The nature of this play differs markedly from that intended by the makers
of the original stick. The size of the work negates the possibility of
playing on one’s own, as it is impossible to control the interface
single-handedly. Players are thus required to engage socially, to work
cooperatively. Their engagement is also kinesthetic and physical since
they need to clamber up on to the work and use their whole bodies to control
the stick. Other members of the audience are able to witness the spectacle
of collaborative performance that such an engagement produces, and have
also felt able at times to goad the players into action. For Christiane
Paul it is this engagement that makes players:
“…acknowledge not only the notion of shared space but also
the necessity for shared strategies and approaches in order to pursue
their goal” Paul (2006).
[giantJoystick], by hugely increasing the size of the Atari joystick,
foregrounds the computer interface as a place of social engagement. Through
playing with the work and observing others at play our awareness of Human
Computer Interfaces is heightened. Mary Flanagan calls ‘playculture’

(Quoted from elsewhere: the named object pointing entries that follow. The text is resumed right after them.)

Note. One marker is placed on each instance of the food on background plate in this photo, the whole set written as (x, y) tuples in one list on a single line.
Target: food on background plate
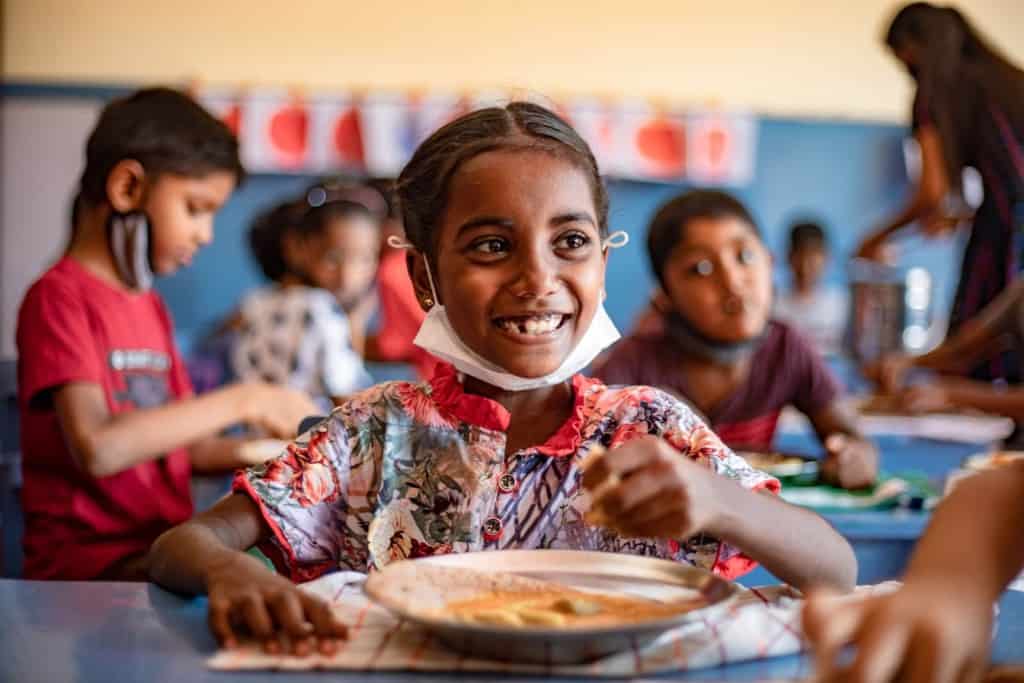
[(882, 404), (779, 464), (510, 600), (993, 461)]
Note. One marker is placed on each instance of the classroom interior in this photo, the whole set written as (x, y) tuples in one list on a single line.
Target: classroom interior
[(797, 113)]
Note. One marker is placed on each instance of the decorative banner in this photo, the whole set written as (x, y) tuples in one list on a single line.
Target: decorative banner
[(377, 133), (337, 138), (651, 144), (386, 133), (722, 148), (274, 132)]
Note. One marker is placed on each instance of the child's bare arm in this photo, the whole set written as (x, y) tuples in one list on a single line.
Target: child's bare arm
[(657, 494), (104, 443), (938, 625), (205, 555)]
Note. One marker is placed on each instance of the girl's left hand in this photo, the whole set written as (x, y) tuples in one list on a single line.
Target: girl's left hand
[(646, 488), (850, 463)]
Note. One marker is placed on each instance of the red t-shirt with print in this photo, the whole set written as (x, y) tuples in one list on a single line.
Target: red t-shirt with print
[(74, 327)]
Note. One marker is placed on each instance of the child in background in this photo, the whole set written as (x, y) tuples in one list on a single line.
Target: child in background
[(712, 341), (110, 430), (997, 328), (399, 311), (818, 311), (295, 332), (506, 204), (211, 361), (938, 625)]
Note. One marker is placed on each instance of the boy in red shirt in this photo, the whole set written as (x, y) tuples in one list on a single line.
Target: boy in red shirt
[(110, 428)]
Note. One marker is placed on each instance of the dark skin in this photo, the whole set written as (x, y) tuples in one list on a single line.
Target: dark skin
[(719, 276), (520, 232), (925, 204)]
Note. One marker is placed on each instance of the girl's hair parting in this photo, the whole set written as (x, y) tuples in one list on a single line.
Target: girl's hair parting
[(424, 184), (668, 227)]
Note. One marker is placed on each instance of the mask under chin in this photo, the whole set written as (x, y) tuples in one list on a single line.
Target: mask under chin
[(131, 247), (694, 342)]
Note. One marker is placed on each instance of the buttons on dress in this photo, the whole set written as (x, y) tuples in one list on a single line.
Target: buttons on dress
[(493, 528), (508, 483)]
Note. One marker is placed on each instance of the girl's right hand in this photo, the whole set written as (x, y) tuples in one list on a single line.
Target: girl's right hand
[(247, 600), (276, 410), (923, 632)]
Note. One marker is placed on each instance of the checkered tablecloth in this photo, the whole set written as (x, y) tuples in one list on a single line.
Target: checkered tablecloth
[(762, 623)]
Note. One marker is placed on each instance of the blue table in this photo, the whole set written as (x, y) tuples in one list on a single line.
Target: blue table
[(85, 632), (883, 540)]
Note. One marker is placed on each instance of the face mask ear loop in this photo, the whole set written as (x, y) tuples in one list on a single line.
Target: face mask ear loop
[(615, 240), (394, 242)]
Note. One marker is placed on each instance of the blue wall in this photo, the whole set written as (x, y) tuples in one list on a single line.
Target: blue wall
[(847, 174)]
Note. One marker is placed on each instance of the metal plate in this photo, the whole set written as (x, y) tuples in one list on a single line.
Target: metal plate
[(606, 572), (788, 467)]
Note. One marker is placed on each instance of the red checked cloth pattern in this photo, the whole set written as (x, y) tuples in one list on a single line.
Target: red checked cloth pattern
[(762, 623)]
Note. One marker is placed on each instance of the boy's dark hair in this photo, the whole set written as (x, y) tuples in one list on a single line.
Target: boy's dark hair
[(424, 183), (267, 232), (386, 188), (807, 235), (668, 226), (162, 129)]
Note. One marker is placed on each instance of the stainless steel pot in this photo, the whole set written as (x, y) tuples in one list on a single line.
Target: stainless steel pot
[(892, 310)]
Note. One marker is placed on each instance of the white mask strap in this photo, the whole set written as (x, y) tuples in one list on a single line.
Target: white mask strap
[(394, 242), (616, 240)]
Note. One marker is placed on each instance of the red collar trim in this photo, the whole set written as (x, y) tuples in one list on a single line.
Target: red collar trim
[(486, 414)]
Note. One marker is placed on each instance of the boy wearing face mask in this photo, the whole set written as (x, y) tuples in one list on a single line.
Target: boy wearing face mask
[(110, 428), (712, 342)]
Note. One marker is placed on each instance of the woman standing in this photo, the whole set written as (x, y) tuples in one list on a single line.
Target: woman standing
[(968, 111)]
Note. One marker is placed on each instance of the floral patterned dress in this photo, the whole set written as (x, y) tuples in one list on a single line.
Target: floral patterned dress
[(406, 470)]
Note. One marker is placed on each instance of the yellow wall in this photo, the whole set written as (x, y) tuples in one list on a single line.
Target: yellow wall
[(780, 56)]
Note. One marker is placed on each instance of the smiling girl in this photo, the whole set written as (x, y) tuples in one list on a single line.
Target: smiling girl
[(507, 217)]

“…the arena of ordinary, day-to-day computer-based activities
that have passed as invisible and unimportant..” Flanagan (2006)
Her aim with [giantJoystick] is to reveal the technological locations
for play, to highlight the activities that occur in these spaces, and
to show them as social and political acts.
Collaboration
“Fluxus is a creation of the fluid moment. The transformative zone
where the shore meets the water is simple and complex.”3 Friedman
(1989)
Fluxus, from ‘to flow’, describes art that is intermedial,
which is created at the intersection between different media and physical
spaces. Fluxus artists always experimented with the technology that was
available to them at any given time, and made full use of the communication
systems that this enabled, including international telecommunications
and postal networks. Contemporary media artists have taken up this baton,
using the further developments of the Internet to enable people from diverse
regions and countries to come together, to have a dialogue, to create
work collaboratively, and in so doing to be artists.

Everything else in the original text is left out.